A battlefield weapon system is proposed to counter the threat posed by small drones. The main system element is an aerodynamically guided missile that is compatible with existing multipurpose shoulder launched weapon systems. The system is fully portable for dispersed deployment among infantry.

Description

    CROSS-REFERENCE TO RELATED APPLICATION
  • None.
  • FIELD OF THE INVENTION
  • This invention is related to battlefield weapons systems and the threat posed by small UAVs (Drones).
  • BACKGROUND OF THE INVENTION
  • The low cost and ready availability of simple remote-piloted aircraft systems (RPAS) presents the enemy with an efficient means to achieve battlefield tactical reconnaissance and strike capabilities that would have been unheard of ten years ago.
  • In an asymmetric threat scenario, simple, low-cost aircraft remote piloted aircraft (whether directly purchased from hobbyist suppliers, or manufactured along similar lines) can be modified with relative ease to include video downlink and to deliver;
      • explosive ordnance
      • precision, close range shot (rifle, pistol, shotgun)

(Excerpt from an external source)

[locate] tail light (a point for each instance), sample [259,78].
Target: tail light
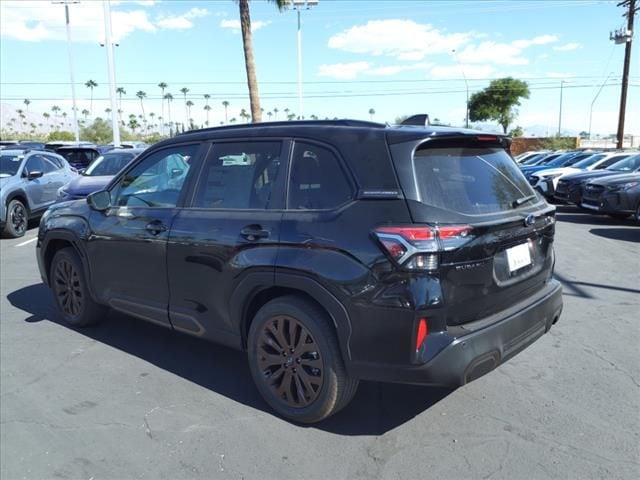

      • all manner of chemical, nuclear or biological agents
      • close-up reconnaissance photography, possibly with GPS
      • mortar, artillery and sniper spotting
  • Under a symmetric threat scenario, all of the above-mentioned capabilities are presented, together with:
      • threat from semi-autonomous drone aircraft
      • threat from super-miniature insect- and bird-like aircraft
      • target marking for terminal guidance of smart munitions.
  • The small RPAS carries with it the possibility to inflict significant damage, while being difficult to counter. The effective target size may well be as little as 0.01 m2, that is to say 50 times harder to hit than a person, as well as moving fast and changing direction. Even for a well-armed and fully supported engagement team, none of the weapons available to the infantryman or rifleman (rifle rounds, hand grenades, RPGs, machine guns, mortar, anti-aircraft missiles, artillery or airstrikes) are effective against this threat.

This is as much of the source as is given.